De wereldbevolking groeit naar 9 miljard mensen in 2050. Daarmee zal de vraag naar eiwitten sterk toenemen. Het vinden van nieuwe, duurzame vormen van eiwitproducten, op basis van bijvoorbeeld zeewier is daarom van groot belang. Deze zoutwaterplant zit vol eiwitten, koolhydraten, vitamines en vetzuren. Ook microalgen bestaan voor ongeveer 40% uit eiwitten en zijn zeer geschikt voor eiwitproductie.

Algenburger
Van producten als zeewierkaas of een algenburger hoeven we nu al niet op te kijken. Die zijn gewoon in de winkel verkrijgbaar. Maar wat kunnen we nog meer verwachten van algen en zeewier? Met een budget van 850 duizend euro van het ministerie van Economische Zaken doen kennisinstellingen uit de topsector Water onderzoek naar deze nieuwe vorm van ‘landbouw op zee’.

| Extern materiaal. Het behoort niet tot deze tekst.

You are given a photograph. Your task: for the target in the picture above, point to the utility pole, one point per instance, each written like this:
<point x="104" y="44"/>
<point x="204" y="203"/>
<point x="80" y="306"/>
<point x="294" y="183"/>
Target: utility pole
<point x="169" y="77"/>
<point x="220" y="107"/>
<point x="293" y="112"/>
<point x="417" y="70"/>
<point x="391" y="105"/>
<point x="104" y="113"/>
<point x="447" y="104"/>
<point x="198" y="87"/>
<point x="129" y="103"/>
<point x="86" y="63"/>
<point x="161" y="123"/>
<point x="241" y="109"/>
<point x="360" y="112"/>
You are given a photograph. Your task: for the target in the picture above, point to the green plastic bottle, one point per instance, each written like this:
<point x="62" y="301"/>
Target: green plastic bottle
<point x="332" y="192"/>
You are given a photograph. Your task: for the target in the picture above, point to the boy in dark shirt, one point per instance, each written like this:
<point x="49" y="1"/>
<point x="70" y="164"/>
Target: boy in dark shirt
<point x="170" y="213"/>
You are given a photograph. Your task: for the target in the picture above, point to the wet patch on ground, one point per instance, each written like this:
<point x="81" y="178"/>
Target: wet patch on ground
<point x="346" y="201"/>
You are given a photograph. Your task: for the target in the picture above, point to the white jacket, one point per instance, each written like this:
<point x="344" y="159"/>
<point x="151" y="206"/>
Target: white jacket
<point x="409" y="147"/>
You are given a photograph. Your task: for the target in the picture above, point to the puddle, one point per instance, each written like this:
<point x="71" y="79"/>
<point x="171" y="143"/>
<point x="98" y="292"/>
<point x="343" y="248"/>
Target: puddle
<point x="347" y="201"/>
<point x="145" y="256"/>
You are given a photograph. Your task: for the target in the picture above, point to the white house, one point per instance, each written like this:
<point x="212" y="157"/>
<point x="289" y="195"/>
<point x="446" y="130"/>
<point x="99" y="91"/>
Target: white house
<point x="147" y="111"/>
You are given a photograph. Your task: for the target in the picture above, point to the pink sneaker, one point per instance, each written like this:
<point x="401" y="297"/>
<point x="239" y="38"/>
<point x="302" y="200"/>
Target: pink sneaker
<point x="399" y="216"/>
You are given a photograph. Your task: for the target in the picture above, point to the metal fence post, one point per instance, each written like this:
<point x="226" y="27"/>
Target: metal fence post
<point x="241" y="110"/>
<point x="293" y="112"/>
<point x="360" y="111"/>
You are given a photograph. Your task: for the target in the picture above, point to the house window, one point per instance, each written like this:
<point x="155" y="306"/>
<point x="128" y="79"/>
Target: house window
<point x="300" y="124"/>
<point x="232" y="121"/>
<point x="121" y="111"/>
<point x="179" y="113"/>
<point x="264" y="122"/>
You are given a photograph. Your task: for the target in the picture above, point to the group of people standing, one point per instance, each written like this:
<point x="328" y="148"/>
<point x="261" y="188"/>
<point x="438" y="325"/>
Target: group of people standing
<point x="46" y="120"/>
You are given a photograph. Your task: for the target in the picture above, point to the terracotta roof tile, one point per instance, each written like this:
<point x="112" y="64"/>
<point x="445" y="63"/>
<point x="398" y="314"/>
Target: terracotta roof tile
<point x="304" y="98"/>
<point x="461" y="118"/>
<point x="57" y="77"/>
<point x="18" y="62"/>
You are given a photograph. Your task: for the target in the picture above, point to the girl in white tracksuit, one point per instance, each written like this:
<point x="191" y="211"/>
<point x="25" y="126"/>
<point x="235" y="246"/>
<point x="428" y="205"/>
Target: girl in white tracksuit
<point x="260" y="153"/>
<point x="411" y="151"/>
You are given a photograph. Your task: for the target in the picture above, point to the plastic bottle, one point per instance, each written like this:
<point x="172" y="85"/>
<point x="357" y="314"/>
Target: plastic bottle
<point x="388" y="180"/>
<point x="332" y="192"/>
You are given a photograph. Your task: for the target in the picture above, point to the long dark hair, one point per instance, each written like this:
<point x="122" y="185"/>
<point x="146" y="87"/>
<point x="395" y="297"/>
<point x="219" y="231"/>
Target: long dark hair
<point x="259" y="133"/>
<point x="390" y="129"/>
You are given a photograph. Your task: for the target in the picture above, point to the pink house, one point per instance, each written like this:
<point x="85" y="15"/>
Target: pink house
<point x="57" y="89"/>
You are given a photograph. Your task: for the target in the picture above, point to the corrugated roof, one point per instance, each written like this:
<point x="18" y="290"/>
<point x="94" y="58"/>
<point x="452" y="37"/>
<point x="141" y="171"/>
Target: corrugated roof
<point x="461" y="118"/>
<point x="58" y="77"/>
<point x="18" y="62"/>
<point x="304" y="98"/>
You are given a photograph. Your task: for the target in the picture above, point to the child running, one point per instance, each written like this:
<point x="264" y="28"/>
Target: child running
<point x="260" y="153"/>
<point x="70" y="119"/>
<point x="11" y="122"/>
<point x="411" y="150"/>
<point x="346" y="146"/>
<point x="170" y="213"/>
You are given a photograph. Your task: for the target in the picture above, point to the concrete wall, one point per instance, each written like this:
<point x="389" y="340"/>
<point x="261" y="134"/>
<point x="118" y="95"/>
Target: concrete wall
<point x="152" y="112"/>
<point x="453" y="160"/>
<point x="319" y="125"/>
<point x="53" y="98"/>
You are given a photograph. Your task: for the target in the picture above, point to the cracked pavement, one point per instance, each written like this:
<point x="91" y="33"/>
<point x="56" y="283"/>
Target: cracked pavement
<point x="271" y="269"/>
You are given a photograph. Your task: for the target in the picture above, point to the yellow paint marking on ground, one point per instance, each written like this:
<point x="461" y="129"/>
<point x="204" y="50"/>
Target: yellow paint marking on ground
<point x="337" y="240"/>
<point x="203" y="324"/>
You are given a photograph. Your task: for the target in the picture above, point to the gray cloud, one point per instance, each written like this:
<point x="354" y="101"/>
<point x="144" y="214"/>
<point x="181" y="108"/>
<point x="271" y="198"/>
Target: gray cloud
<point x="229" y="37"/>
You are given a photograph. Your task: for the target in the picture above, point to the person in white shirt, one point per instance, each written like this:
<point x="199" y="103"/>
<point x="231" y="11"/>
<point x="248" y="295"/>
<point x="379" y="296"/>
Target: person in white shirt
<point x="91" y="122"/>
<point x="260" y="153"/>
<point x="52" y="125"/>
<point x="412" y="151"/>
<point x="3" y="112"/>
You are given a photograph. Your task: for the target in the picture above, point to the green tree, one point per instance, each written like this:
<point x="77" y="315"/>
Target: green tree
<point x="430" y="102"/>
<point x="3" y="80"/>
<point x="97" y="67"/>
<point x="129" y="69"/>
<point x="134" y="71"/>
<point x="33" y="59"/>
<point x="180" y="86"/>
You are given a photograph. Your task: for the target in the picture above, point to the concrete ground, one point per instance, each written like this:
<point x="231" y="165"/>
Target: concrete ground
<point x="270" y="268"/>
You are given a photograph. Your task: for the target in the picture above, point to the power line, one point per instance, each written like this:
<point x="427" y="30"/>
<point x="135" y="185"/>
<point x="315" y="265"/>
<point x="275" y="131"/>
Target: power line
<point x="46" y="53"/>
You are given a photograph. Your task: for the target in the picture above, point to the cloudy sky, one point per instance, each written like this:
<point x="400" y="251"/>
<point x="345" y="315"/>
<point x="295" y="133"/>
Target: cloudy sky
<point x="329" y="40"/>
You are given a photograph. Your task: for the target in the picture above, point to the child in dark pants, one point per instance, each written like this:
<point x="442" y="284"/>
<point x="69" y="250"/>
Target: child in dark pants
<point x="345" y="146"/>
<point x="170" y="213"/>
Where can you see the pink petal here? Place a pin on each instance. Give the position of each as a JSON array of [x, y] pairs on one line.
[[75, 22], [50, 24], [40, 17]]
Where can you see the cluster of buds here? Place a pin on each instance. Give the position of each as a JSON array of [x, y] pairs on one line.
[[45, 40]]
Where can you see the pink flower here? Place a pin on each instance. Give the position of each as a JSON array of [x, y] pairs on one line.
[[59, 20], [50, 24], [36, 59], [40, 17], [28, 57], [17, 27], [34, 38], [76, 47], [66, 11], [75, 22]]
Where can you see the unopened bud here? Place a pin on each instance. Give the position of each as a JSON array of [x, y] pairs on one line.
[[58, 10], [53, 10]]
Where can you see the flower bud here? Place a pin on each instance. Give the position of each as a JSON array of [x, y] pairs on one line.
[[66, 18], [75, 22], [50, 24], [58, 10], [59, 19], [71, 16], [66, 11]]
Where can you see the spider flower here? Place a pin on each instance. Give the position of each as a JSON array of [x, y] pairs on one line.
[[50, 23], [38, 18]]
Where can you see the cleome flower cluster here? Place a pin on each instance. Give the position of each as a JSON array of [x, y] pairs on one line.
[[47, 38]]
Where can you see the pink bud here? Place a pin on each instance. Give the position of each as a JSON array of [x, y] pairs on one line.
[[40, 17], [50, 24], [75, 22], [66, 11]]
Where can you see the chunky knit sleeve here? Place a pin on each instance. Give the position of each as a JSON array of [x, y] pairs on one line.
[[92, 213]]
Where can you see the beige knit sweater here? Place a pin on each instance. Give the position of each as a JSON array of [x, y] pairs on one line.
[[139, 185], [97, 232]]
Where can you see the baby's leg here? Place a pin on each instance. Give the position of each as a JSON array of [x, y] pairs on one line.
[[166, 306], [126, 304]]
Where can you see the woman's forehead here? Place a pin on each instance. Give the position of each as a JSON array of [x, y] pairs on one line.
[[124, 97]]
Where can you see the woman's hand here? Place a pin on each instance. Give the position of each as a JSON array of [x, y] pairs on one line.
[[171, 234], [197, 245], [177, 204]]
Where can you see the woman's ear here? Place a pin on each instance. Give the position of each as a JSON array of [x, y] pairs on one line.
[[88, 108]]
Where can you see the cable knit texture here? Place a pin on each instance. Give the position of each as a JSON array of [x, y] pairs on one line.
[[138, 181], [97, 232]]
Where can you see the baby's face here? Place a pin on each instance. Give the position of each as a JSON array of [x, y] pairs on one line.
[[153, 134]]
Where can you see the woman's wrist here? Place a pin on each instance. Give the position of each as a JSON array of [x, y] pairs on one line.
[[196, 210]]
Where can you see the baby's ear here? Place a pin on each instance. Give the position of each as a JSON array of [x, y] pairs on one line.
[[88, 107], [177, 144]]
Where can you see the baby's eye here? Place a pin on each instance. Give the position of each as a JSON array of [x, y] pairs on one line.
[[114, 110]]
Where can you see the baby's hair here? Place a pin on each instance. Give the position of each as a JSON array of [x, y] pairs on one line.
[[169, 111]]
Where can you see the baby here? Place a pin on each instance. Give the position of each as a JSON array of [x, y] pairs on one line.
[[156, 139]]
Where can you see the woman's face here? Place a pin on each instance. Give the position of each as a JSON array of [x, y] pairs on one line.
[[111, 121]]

Er zijn nog geen grootschalige zeewierboerderijen. In de Oosterschelde ligt een testlocatie voor wierteelt, waar wetenschappers uit Wageningen onderzoek doen. Op deze kleine proefboerderij oogsten onderzoekers het zeewier handmatig op hun knieën, maar voor commerciële teelt op honderden hectaren zijn oogstmachines onontbeerlijk. Ook is de zeewierteelt nog niet bestand tegen de ruwe zee met soms hoge golven.

Wilt u ook eens een gerecht met zeewier uitproberen?

Foto: ANP
Auteur: Carolien Groeneveld

Kweekvlees van het lab

De druk op onze vleesconsumptie neemt toe. Runderen en varkens dragen een aanzienlijk deel bij aan het broeikaseffect en de verwachting is dat de vraag naar vlees wereldwijd zal toenemen. Het Nederlandse bedrijf Mosa Meat wil binnen 4 jaar ‘kweekvlees’ op de markt brengen.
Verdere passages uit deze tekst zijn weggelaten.